I am personally dedicated to love and I seek to break through the structures and beliefs that imprison our ability to experience and express love, to believe in it, accept it, personally define and understand it. I seek in everything I do, to give love away, to add love into things.
In each moment where we act with love, we create it, define it, and affirm it anew. Such actions do not occur in a vacuum. Acting with love, adding love into things, and creating space for love to be defined and affirmed personally, individually, adds to a collective resonance that creates a bigger, living and breathing social understanding and definition around love. One big enough and broad enough for all of us.
This is post in many ways links to my other posts in recent months on relationships, but it is also completely separate and stands alone. Love is such an integral part of how we move through the world, it’s not just about how we relate to others, but also ourselves and the world around us. So this is my understanding and experience of love, my attempt to add to the many definitions of love.

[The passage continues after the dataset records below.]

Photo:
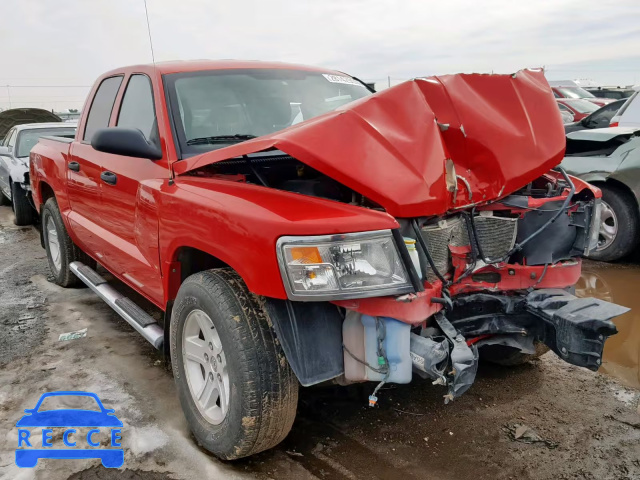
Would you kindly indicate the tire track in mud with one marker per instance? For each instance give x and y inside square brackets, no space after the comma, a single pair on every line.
[21,307]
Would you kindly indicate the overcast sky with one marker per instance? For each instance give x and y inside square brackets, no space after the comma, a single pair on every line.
[70,42]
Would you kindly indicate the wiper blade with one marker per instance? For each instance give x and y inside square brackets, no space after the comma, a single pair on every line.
[238,137]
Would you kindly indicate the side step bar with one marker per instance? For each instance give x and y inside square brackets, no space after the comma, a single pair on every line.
[135,316]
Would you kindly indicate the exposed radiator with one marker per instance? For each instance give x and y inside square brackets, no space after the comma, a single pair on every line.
[496,236]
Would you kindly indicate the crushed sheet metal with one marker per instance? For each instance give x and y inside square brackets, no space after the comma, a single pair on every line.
[73,335]
[390,148]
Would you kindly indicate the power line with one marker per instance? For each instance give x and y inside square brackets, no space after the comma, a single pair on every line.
[47,86]
[146,12]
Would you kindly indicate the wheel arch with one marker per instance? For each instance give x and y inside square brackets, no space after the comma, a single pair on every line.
[184,262]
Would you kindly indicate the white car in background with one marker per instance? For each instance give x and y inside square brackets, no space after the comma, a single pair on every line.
[629,113]
[14,164]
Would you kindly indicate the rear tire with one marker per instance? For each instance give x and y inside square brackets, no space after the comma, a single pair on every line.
[22,209]
[61,251]
[622,223]
[510,357]
[262,389]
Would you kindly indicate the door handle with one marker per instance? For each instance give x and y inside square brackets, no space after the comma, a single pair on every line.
[109,177]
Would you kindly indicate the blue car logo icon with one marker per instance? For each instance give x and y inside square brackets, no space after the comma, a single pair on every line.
[99,421]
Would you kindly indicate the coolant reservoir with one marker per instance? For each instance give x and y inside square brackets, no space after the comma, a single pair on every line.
[360,337]
[413,253]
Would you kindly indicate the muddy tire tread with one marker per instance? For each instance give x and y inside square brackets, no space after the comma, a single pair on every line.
[270,407]
[625,208]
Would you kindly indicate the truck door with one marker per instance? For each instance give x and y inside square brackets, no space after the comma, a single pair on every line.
[129,204]
[83,172]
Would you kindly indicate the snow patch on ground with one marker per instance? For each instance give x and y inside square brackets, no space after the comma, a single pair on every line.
[141,440]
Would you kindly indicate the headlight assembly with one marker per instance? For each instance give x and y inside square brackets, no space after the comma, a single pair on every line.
[333,267]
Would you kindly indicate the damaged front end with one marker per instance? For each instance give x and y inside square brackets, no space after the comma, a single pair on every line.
[487,244]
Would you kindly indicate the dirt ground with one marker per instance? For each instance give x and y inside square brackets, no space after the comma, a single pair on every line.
[587,424]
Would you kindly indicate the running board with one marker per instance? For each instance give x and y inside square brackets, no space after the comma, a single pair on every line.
[135,316]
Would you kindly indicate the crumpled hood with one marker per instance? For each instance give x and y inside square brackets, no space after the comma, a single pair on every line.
[500,131]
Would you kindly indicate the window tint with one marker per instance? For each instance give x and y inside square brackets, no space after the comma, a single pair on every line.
[212,107]
[605,114]
[627,103]
[101,106]
[137,107]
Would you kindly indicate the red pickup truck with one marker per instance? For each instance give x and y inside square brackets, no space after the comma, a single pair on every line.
[297,229]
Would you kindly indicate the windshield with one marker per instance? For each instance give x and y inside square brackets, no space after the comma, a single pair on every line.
[215,108]
[28,138]
[583,106]
[574,92]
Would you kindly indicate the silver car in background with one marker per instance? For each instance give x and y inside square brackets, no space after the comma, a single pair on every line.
[14,164]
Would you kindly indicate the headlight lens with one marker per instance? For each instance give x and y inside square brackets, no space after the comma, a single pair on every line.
[354,265]
[594,228]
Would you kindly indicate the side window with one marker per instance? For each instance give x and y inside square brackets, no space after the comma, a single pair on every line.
[137,110]
[101,106]
[11,138]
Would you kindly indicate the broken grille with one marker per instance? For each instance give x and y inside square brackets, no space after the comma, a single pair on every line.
[495,235]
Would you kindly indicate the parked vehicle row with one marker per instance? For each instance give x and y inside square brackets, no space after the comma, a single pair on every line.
[601,118]
[296,228]
[610,159]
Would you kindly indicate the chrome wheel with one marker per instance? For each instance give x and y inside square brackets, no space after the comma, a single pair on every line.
[53,244]
[205,367]
[608,227]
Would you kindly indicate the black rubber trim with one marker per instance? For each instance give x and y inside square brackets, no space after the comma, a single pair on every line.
[141,317]
[406,259]
[91,275]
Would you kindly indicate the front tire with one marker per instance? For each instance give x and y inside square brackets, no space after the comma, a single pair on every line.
[4,200]
[619,227]
[22,209]
[236,388]
[61,251]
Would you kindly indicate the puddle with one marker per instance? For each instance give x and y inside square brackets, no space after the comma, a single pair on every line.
[618,284]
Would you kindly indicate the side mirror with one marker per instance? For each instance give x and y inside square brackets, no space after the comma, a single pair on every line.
[128,142]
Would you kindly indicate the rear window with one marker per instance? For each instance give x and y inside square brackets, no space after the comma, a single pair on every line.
[627,103]
[574,92]
[28,138]
[101,107]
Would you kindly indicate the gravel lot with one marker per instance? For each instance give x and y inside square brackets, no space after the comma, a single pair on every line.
[588,425]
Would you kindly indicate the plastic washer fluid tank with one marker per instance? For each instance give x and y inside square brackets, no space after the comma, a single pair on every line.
[361,338]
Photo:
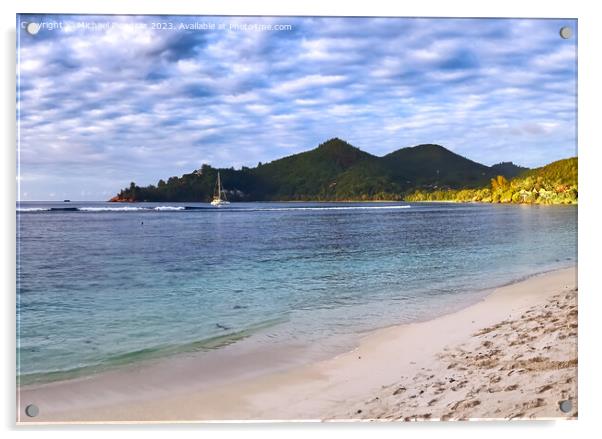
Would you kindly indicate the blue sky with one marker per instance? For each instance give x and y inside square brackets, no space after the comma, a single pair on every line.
[119,101]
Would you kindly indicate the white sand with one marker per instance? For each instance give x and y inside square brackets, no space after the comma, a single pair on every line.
[512,355]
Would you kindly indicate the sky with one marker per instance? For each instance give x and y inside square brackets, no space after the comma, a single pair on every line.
[106,100]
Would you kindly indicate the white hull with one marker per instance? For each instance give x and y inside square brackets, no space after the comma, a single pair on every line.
[219,203]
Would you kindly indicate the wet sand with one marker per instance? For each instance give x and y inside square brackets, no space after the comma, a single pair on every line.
[512,355]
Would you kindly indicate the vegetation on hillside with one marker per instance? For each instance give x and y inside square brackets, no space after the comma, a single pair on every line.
[555,183]
[338,171]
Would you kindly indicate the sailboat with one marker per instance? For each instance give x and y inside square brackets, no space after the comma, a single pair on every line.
[218,201]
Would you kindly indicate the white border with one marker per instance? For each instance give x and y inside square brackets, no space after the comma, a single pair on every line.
[590,36]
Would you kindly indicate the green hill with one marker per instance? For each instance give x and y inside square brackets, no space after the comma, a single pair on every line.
[336,170]
[555,183]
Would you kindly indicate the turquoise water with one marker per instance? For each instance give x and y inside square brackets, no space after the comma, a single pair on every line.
[103,285]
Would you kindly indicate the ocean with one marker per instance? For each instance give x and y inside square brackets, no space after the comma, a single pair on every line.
[105,285]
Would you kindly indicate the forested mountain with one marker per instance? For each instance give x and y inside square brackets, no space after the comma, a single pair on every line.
[335,170]
[555,183]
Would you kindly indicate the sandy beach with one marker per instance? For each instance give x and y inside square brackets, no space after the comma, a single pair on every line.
[512,355]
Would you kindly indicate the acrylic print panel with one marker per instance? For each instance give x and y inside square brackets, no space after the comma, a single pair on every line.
[296,218]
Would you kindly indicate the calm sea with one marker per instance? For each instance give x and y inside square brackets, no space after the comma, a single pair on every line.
[101,285]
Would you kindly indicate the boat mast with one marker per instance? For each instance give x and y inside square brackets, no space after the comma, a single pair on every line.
[219,187]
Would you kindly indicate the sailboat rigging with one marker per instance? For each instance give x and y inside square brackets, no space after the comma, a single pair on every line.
[219,197]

In this post, I make no attempt to look at any particular kind of love, and instead seek to look at it from a more abstract perspective. Well before such specifics about types of love become useful, how do we understand love, amorphous and nebulous in itself – what does it mean when we allow it to transcend our desire to categorise and contain it? I would welcome your adding to this and sharing with me your own definitions about love, particularly in this abstract and conceptual space.